We are worried he will struggle with the little one seeing daddy all the time when he doesn't - has anyone dealt with this?
My DSS was 7 when DD1 was born and was also very excited etc..
I could go on and on with my do's and don'ts but for me, the most important one was to let him hold her etc.. Even though sometimes my heart was in my mouth, worrying he'd drop her etc..
He was also quite rough and tumble with her which (with supervision) was good I think. He enjoyed her more.
I let him feed her the occasional bottle, even though I was worrying about him doing it wrong.
And don't be surprised if she gets a bit 'babyish' for a little while.
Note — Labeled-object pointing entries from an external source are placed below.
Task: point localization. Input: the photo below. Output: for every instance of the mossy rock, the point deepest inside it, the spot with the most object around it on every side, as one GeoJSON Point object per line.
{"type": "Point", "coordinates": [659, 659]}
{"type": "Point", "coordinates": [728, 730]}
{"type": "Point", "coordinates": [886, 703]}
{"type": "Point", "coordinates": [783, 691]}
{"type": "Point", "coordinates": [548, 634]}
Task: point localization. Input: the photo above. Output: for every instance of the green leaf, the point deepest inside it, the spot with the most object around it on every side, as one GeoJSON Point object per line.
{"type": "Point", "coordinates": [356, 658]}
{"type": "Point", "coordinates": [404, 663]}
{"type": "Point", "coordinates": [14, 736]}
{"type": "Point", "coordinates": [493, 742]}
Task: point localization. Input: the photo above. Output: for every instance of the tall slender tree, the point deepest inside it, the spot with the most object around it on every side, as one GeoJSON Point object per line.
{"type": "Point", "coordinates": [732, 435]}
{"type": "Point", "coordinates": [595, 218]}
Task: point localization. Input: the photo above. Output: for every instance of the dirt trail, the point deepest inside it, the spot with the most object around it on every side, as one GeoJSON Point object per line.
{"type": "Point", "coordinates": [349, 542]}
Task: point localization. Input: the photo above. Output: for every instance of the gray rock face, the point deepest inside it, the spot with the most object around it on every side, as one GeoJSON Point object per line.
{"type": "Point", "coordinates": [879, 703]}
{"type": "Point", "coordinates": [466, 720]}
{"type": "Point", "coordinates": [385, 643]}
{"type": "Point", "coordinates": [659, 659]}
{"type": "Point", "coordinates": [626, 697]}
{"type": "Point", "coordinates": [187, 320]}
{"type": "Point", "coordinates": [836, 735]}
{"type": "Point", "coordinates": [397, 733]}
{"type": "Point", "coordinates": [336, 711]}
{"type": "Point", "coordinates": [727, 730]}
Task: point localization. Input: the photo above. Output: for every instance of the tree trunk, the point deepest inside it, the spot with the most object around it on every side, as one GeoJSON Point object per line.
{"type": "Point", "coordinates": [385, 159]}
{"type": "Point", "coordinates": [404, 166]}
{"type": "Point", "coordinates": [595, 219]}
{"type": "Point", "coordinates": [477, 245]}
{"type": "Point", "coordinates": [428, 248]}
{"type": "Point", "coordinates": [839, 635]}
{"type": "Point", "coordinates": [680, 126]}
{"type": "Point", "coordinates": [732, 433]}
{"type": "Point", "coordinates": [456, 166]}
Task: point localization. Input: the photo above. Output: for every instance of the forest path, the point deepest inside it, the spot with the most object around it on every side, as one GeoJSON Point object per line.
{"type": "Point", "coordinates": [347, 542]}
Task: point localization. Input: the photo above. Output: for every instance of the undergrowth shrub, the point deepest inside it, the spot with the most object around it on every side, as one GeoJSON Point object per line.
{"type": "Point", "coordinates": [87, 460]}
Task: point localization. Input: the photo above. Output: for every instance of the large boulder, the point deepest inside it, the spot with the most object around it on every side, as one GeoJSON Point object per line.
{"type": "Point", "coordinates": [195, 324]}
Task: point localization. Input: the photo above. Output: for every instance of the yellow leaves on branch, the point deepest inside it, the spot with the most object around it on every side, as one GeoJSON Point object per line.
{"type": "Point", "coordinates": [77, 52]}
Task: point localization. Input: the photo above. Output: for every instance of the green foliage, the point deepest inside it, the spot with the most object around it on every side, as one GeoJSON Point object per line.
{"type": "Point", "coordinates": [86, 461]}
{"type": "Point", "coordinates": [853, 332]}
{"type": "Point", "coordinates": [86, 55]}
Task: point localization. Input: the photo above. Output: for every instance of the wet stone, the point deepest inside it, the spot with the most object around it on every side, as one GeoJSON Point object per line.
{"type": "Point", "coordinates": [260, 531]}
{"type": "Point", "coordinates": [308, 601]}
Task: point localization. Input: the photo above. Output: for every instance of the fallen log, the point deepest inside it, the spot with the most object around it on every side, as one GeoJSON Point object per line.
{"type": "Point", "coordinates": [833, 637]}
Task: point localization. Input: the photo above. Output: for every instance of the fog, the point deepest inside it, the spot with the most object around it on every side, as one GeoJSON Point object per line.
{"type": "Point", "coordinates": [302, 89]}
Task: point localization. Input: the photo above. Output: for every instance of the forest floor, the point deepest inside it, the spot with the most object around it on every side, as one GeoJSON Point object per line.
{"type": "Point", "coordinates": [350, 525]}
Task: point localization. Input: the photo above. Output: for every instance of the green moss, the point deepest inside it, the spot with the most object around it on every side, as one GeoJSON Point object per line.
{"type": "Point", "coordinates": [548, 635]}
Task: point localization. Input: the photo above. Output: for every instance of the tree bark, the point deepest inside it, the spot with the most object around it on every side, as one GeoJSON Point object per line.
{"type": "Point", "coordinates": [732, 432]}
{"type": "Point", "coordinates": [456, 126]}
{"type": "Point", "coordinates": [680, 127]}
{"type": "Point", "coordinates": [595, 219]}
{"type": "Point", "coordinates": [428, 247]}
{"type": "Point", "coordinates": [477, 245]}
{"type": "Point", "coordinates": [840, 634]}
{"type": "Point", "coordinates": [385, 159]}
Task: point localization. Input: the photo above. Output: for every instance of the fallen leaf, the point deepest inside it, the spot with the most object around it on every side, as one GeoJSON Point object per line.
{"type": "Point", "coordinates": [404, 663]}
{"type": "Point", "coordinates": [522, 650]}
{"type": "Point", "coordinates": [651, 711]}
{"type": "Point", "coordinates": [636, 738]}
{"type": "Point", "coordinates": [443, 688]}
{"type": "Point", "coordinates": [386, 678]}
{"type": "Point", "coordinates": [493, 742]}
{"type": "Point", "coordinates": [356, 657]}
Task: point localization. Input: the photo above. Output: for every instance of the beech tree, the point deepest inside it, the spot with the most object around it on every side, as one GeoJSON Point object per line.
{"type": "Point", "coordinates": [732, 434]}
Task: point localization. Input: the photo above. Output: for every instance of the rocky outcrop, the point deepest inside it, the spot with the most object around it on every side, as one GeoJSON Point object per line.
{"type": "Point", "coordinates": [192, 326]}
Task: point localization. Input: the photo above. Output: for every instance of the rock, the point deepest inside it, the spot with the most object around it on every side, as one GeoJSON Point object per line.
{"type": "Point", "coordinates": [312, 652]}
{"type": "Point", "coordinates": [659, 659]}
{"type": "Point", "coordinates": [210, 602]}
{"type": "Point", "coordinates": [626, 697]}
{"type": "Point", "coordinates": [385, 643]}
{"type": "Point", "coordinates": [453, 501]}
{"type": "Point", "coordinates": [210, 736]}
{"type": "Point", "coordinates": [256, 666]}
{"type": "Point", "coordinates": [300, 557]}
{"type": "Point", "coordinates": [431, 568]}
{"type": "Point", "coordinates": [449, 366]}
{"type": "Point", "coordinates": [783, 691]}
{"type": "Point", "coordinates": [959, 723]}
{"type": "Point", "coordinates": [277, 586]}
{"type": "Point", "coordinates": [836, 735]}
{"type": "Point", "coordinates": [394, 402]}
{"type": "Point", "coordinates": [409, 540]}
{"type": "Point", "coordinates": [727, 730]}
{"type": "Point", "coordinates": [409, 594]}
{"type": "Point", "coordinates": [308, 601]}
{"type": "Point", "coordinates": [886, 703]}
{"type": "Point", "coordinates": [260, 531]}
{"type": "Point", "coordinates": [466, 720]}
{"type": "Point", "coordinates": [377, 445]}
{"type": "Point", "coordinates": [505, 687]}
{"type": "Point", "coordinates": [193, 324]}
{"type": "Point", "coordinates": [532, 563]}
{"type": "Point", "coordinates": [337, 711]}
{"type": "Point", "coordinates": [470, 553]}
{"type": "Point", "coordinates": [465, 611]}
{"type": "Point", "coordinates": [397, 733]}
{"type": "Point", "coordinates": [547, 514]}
It's a common sibling reaction and DSS wanted lots of cuddles from DH & I and would often climb on me while I was feeding!
He also wanted to know and be told often that his new sister definitely loved him the most and often asked for him when he was at his mums. Even though she was a teeny baby and clearly couldn't talk!! He still believes she could say his name from day 1!!
Congrats and good luck for a speedy labour and healthy baby.
Haven't been where you are ,but wanted to say congratulations, keep including her and can you take her to scans, get baby stuff when shes with you,come to hospital to see you after birth etc? just do what you can to keep her excitment going I think - but don't worry if she wobbles after the birth!! normal to have anxious thoughs at that age!!xx
I am a SM to a 5 year old little girl, she is fab and we all get along very well when she is with us (except the normal 5 year old tantrums sometimes). Her DF and I are married and have been together for 3 years, DH and DH's ex were split for a while before I met him.
Anyway, we are expecting our first DC in a couple of weeks and are very excited. I am just looking for some advice on how to make sure that DSD doesn't feel left out when the new baby comes as I want her to feel like she is just as much a part of our family even though she splits her time between her mum's and ours.
We talk to her about the baby now and she seems excited and is desperate for a sister (god help us if she gets a brother!) so all ok at the moment, but after reading other threads on here I'm
A bit worried about after the baby is born
Anyone been in this situation and have any advise?